# completed projects



## brown down (Jun 18, 2012)

some of these are going to another shop close to me. I am hoping they bring some cash for all of my hard work! the knives i made for my father for fathers day. all of the timber i saved from the fire pit. all the timber was free which is always a plus!

I tinkered around with some stone inlay and some metal inlay on some of these where they had some voids. stone work is nice just don't know if it is worth the time and effort. 

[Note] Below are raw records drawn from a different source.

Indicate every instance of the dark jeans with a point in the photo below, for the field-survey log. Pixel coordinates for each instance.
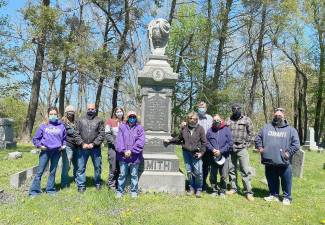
(206, 167)
(273, 175)
(114, 168)
(223, 172)
(69, 156)
(134, 173)
(53, 156)
(96, 157)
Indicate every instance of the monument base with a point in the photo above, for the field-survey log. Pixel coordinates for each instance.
(170, 182)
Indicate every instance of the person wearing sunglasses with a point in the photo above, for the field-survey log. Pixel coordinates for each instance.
(129, 146)
(241, 127)
(90, 136)
(278, 142)
(219, 142)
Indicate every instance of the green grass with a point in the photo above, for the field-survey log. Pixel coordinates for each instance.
(93, 207)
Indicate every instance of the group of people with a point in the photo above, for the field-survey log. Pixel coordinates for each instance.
(210, 146)
(77, 140)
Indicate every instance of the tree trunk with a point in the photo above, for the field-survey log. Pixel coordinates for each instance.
(62, 86)
(222, 41)
(121, 49)
(36, 84)
(258, 63)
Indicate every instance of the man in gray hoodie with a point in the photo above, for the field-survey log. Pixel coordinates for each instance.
(278, 142)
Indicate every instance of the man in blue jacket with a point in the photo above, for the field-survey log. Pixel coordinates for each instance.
(278, 142)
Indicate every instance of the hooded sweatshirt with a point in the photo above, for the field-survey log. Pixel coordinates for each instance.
(276, 140)
(51, 135)
(220, 138)
(130, 138)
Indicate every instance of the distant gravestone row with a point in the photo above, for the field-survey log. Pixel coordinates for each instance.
(6, 134)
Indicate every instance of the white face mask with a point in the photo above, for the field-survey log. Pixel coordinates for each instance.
(119, 114)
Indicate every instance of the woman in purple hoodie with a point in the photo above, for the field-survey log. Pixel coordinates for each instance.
(51, 139)
(129, 146)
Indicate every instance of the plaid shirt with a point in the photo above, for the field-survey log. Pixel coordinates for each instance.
(242, 131)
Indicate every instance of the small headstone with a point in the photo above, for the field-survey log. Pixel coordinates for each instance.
(6, 133)
(15, 155)
(35, 151)
(310, 143)
(298, 164)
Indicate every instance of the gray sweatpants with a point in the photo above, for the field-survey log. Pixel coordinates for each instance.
(242, 156)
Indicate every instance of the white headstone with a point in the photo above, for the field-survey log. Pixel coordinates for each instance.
(298, 160)
(310, 143)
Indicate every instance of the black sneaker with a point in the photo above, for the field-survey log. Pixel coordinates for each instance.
(81, 189)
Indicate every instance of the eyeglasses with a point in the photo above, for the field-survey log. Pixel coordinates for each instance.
(279, 109)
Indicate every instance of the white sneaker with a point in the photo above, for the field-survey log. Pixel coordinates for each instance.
(286, 201)
(271, 198)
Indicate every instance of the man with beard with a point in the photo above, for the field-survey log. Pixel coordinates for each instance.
(241, 127)
(278, 142)
(91, 133)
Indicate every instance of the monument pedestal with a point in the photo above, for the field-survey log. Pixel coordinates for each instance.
(161, 165)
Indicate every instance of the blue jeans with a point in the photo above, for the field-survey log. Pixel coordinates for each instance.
(96, 157)
(124, 171)
(273, 175)
(53, 156)
(194, 170)
(69, 156)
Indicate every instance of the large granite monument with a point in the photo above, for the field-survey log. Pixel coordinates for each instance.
(157, 80)
(6, 133)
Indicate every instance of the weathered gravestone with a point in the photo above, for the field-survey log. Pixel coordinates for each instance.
(310, 143)
(297, 163)
(6, 133)
(157, 80)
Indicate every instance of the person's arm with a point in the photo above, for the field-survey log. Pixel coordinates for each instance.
(259, 141)
(229, 142)
(119, 142)
(101, 134)
(37, 139)
(140, 141)
(78, 138)
(294, 142)
(209, 144)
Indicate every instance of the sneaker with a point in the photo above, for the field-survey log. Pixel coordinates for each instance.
(119, 194)
(134, 195)
(81, 189)
(231, 192)
(286, 201)
(250, 197)
(271, 198)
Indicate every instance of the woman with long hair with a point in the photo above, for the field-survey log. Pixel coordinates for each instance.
(51, 139)
(111, 130)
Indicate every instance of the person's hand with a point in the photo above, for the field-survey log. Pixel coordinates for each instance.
(127, 153)
(198, 155)
(261, 149)
(216, 152)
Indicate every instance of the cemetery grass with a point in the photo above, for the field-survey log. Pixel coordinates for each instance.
(101, 207)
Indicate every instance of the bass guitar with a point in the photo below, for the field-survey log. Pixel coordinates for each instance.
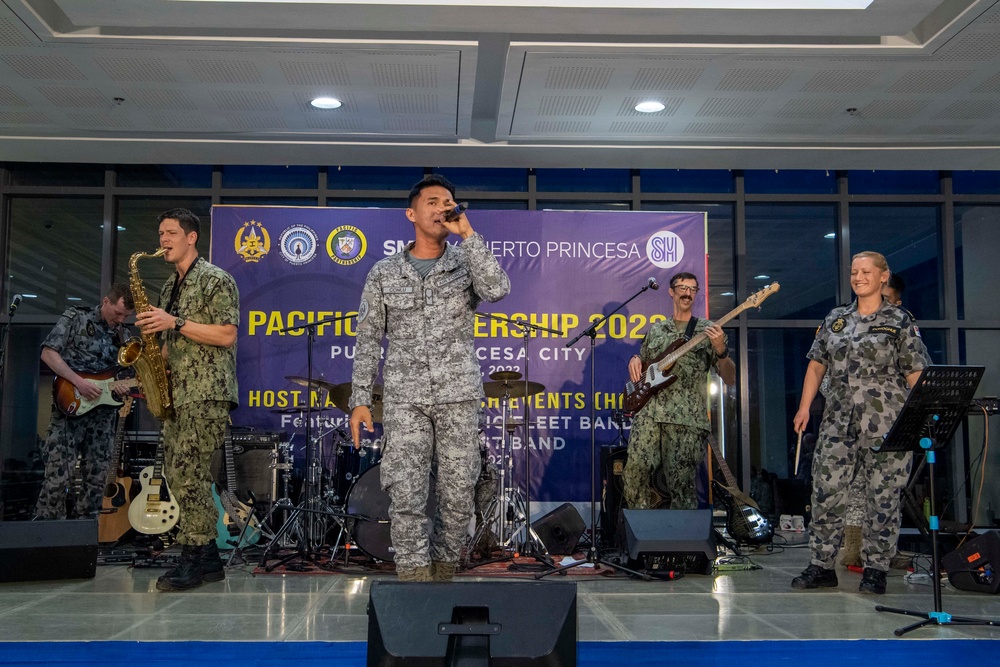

criticism welcome, let me know what you think1
[attachment=6844]
[attachment=6845]
[attachment=6846]
[attachment=6847]
[attachment=6848]
[attachment=6849]
[attachment=6850]
[attachment=6851]
[attachment=6852]
[attachment=6853]


----------



## brown down (Jun 18, 2012)

few more
[attachment=6854]
[attachment=6855]
[attachment=6856]
[attachment=6857]


----------



## Mike1950 (Jun 18, 2012)

Jeff, they all look very nice. Nice gift for your dad. Stone inlay- I would not be a good judge- I am partial to wood- Was a plaster contactor- and loved making powders into stone but not putting them into wood. Just me though...........


----------



## Twig Man (Jun 18, 2012)

Brown down gets thumbs up...very nice work


----------



## Kevin (Jun 18, 2012)

Jeff,

Well done in all respects. Nice looking mills and bowls and knives goblets and stoppers.


----------



## NYWoodturner (Jun 18, 2012)

Jeff- nice work all around. Good designs on the mills. I think you will Rowell YTD thet shop !
Scott


----------



## DKMD (Jun 18, 2012)

Nice work on the whole lot... I'll bet they sell like hotcakes!


----------



## txpaulie (Jun 19, 2012)

Wowsers!
You've been busy!

Beautiful turnings and spectacular wood!

Thanks!

p


----------



## steve bellinger (Jun 19, 2012)

great job on all.


----------



## brown down (Jun 19, 2012)

thanks guys. its a tough market finding people that know what goes into handmade items. i am optimistic about bringing them to this shop. they are owned by a fortune 500 company so they have to be approved by the board. we will see how that goes. i have my fingers crossed


thanks again for all of the kind words!


----------



## drycreek (Jun 20, 2012)

They look great! Wish you the best with your endeavor.


----------